We then start streaming samples up to the server - to allow for the SSL connection time we rewind 1 second into the past so that we don’t miss too much of what the user said.
Once we’ve streamed 3 seconds of samples we ask wit.ai what the user said. We could get more clever here and wait until the user has stopped speaking.
Wit.ai processes the audio and tells us what the user asked, we pass that onto our intent processor to interpret the request and move to the next state which will put us back into waiting for the wake word.
Our intent processor simply looks at the intent name that wit.ai provides us and carries out the appropriate action.
What’s next?
So there we have it, a DIY Alexa.
All the source code is in GitHub. It’s MIT licensed so feel free to take the code and use it for your own projects.
How well does it actually work?
Reasonably well, we have a very lightweight wake word detection system, it runs in around 100ms and still has room for optimisation.

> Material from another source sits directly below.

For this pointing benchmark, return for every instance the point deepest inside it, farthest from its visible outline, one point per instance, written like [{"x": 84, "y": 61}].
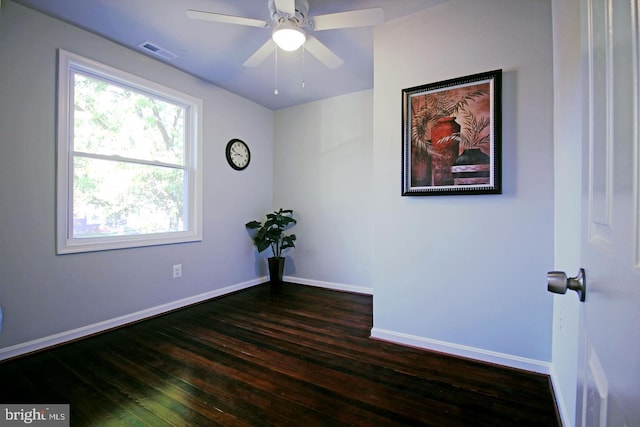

Accuracy is ok. We need more training data to make it really robust, you can easily trick it into activating by using similar words to “Marvin” such as “marvellous”, “martin”, “marlin” etc… More negative example words would help with this problem.
You may want to try changing the wake word for a different one or using your own audio samples to train the neural network.
The Wit.ai system works very well and you can easily add your own intents and traits to build a very powerful system. I’ve added additional intents to my own project to tell me jokes and you could easily hook the system up to a weather forecast service if you wanted to.